When I woke up I tried to remember what my fifth Easter looked like, but I couldn’t quite picture it.  The picture that came to mind was a photo of me when I was actually three years old.  So I went to my computer and found the photos from my “fifth Advent.”  The photos in question are from April 18, 1965, in Jennings, Louisiana.

I had previously edited this photo with the idea that I would share it on a Throwback Thursday.  But then my dream intercepted that.  I’ll go ahead and share it since it is the Easter weekend.  This is a photo of me and my siblings sitting around the dinner table that we had back then.  From left to right is Jodie, Al, Jamie, me (Van), Rob, and Karen.   This was in an old two story house that we rented the first two years we lived in Jennings.  It was on Highway 26 just north of Interstate 10.  Recently after this we moved into town at 758 Lucy Street. 

Betty Lou Bucklin Landry on April 18, 1965.

This is the other photo that I have from that 1965 Easter.  I really liked the look of this photo, but it needed to be cleaned up and enhanced.  So my dream inspired me to finally get around to fixing it up.  In the words of Brett Waterman, “Do you like it?”

This is my mom when she was just a few weeks shy of her 32nd birthday.  Betty Lou Bucklin from Hathaway, Louisiana, married Robert Joseph “Bob” Landry, Jr. on November 1, 1952, and the rest is history.  They had six children in their first ten years together and the fifth one was me.  You can see that she was wearing her finest Easter dress.  As appropriate for the time, she was wearing head covering since we were going to a Catholic mass.
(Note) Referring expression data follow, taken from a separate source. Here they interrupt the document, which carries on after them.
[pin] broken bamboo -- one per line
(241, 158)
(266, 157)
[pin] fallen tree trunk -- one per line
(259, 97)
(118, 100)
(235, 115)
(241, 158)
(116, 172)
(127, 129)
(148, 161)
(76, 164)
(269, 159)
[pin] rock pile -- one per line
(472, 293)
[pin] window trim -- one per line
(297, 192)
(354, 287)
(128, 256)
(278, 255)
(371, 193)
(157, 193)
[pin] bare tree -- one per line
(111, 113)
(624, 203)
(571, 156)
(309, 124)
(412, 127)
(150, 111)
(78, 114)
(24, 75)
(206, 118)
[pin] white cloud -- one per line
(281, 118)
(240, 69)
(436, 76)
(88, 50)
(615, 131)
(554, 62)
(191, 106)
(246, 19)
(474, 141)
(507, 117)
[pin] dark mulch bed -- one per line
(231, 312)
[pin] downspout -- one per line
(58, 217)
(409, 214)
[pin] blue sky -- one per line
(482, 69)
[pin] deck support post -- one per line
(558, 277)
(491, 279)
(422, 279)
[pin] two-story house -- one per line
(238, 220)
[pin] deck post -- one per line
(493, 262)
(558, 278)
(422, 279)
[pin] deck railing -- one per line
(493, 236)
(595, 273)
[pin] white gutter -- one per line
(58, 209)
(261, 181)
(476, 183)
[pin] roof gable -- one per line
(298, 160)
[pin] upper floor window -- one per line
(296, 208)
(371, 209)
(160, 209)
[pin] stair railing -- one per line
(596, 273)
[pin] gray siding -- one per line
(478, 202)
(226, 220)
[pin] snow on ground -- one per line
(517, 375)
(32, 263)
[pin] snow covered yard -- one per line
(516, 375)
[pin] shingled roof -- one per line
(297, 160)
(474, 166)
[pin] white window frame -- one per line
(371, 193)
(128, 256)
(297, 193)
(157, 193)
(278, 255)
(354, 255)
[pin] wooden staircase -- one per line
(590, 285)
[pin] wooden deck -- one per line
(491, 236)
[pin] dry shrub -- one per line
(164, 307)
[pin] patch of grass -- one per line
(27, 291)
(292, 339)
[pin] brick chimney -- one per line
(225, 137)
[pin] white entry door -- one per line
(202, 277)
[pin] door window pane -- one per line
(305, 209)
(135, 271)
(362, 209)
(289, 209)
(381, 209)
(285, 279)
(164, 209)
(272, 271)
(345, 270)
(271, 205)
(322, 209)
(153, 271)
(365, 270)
You can also see a painting that she had painted a few years before.  When they were first married, they moved to California in the Mojave Desert.  At the edge of the Mojave Desert, where it meets the Colorado Desert, is Joshua Tree National Park.  It was definitely a different environment than the small Louisiana town that she grew up in.  It obviously inspired her to paint that unique landscape.  The painting was always displayed in their home and I’m not sure who has it now.  I’m sure it is still being enjoyed.
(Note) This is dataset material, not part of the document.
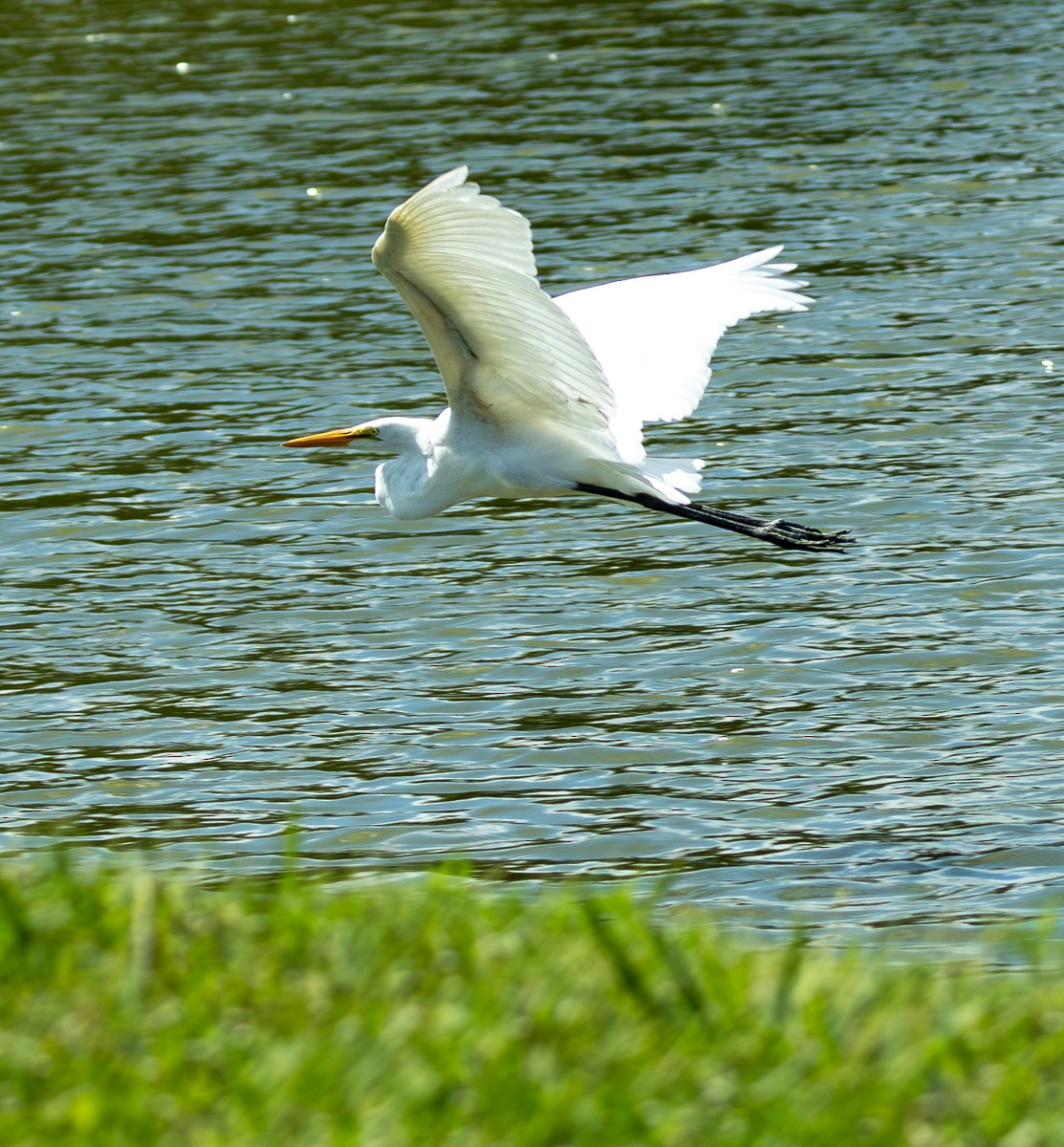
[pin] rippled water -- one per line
(210, 638)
I was about to close, but then I remembered that I left something out.  Not really.  I had typed it all out and then hit “Control Z” to Undo, but this program doesn’t respond the same way as most of them do and it was all lost.  I had to redo a lot of what I had said.  What I left out was the fact that we were sitting around that old table with all of our chocolate Easter bunnies.  I think that was probably the last time that that happened.  Some of us probably graduated to World’s Finest chocolate bars at the next Easter.  I couldn’t find an Easter photo from 1966 to verify this.  Can you believe it?  I don’t have photo to document that event!  It’s a good thing my coworker in my dream didn’t ask about my Sixth Advent.  I wouldn’t have known what to do!